2.Multimedia content analysis and review
Even in Norway, Japan, Italy and other countries that boast freedom, Internet content censorship is also strengthening. Using the censored planet tool developed by the University of Michigan (the automatic review tracking system launched in 2018), a team has collected measurement data of more than 21 billion content reviews from 221 countries in the past 20 months. Recently, multimedia data, especially video data, has achieved unprecedented growth and will continue this growth trend. Massive multimedia data is far beyond human processing capacity. Content analysis and audit based on artificial intelligence have been widely used.
Multimedia content analysis based on artificial intelligence mainly includes intelligent audit, content understanding, copyright protection, intelligent editing and so on. Among them, the content audit functions include pornographic identification, political identification of violence and terrorism, advertising QR code identification, meaningless live broadcast identification, etc., and use the identification ability to troubleshoot and deal with meaningless and unhealthy content on the network. Content understanding functions include content classification, labeling, character recognition and speech recognition, as well as text recognition in images and videos. Copyright protection functions include content similarity, homologous content retrieval, audio and video fingerprinting and so on. The content editing level can realize the generation of video header, video summary and video highlights, and support news breaking.

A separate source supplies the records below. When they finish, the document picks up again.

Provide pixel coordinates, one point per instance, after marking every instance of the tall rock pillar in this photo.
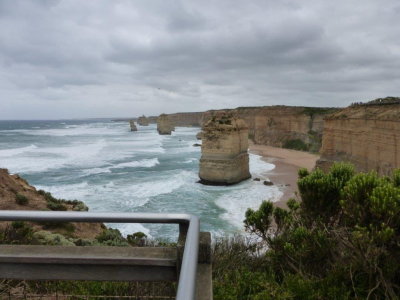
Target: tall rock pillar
(133, 125)
(164, 124)
(224, 158)
(143, 121)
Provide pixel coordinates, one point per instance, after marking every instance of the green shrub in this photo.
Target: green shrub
(340, 242)
(296, 144)
(18, 232)
(136, 239)
(47, 238)
(21, 199)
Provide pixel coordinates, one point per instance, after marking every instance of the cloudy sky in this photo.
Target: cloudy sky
(110, 58)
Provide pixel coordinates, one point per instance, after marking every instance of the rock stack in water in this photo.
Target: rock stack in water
(164, 125)
(224, 158)
(143, 121)
(133, 125)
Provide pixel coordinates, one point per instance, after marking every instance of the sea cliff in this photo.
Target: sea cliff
(279, 126)
(367, 135)
(224, 157)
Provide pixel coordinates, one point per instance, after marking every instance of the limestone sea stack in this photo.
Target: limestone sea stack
(224, 158)
(143, 121)
(133, 125)
(164, 125)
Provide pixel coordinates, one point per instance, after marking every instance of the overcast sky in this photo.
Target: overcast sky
(110, 58)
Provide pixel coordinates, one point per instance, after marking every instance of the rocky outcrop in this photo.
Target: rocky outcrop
(164, 124)
(187, 119)
(224, 158)
(293, 127)
(366, 135)
(284, 126)
(133, 125)
(17, 194)
(143, 121)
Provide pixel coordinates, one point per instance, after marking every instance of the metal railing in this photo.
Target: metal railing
(189, 226)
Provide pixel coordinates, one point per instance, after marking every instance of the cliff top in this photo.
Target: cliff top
(17, 194)
(379, 101)
(224, 121)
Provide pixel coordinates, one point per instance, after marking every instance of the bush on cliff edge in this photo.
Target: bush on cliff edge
(342, 241)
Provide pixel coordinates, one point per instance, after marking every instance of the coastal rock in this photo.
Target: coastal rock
(366, 135)
(224, 158)
(133, 125)
(143, 121)
(164, 125)
(293, 127)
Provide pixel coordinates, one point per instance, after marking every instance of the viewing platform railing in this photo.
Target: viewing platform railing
(112, 263)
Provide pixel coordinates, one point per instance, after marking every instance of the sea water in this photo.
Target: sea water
(113, 169)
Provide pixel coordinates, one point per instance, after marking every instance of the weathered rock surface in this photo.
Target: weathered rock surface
(13, 186)
(366, 135)
(133, 125)
(276, 126)
(164, 124)
(224, 158)
(143, 121)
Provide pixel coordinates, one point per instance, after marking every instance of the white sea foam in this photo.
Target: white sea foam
(16, 151)
(143, 163)
(258, 166)
(238, 201)
(190, 160)
(248, 194)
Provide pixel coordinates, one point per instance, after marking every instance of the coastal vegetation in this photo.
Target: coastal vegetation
(339, 240)
(342, 241)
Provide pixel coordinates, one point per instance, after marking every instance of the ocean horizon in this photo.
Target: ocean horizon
(110, 168)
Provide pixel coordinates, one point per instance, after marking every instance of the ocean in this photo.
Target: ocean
(113, 169)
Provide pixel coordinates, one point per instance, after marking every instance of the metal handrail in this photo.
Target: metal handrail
(188, 223)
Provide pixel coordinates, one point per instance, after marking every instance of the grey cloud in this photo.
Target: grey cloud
(116, 57)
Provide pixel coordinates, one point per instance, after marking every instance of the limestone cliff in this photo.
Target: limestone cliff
(366, 135)
(280, 126)
(293, 127)
(17, 194)
(143, 121)
(133, 125)
(164, 124)
(224, 157)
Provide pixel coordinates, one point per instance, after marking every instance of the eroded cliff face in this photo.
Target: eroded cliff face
(278, 126)
(132, 125)
(164, 124)
(367, 136)
(283, 126)
(13, 191)
(224, 157)
(186, 119)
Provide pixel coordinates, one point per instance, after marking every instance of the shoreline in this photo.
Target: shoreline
(287, 163)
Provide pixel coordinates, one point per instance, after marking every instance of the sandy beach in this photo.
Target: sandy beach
(287, 163)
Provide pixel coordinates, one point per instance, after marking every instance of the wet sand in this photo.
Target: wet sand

At present, short videos and pictures have become the main content of multimedia audit. Based on massive annotation data and deep learning algorithm, it can accurately identify the prohibited content in multimedia content from multiple dimensions, such as pornography, violence and fear. In 2019, Alibaba Group launched the “artificial intelligence rumor shredder” to support the intelligent judgment of the credibility of news content, and the accuracy rate in specific scenes has reached 81%. China information and Communication Research Institute has preliminarily realized the bad information detection capability based on artificial intelligence technology, and supported the identification of obscene and pornographic, terrorism and violence related and other illegal information. The identification accuracy has increased by 17% compared with the traditional method, reaching more than 97%, and the identification speed has reached 110 times that of the traditional method. In February 2021, baidu released the 2020 annual report on comprehensive management of information security. Baidu content security center will mine more than 51.54 billion pieces of harmful information by using artificial intelligence technology in 2020, and crack down on more than 80 million pieces of relevant harmful information through manual independent inspection. The audit speed has been greatly improved, and six audit dimensions have been formulated, including violent fear, political sensitivity, watermark, label, public figure and malicious image.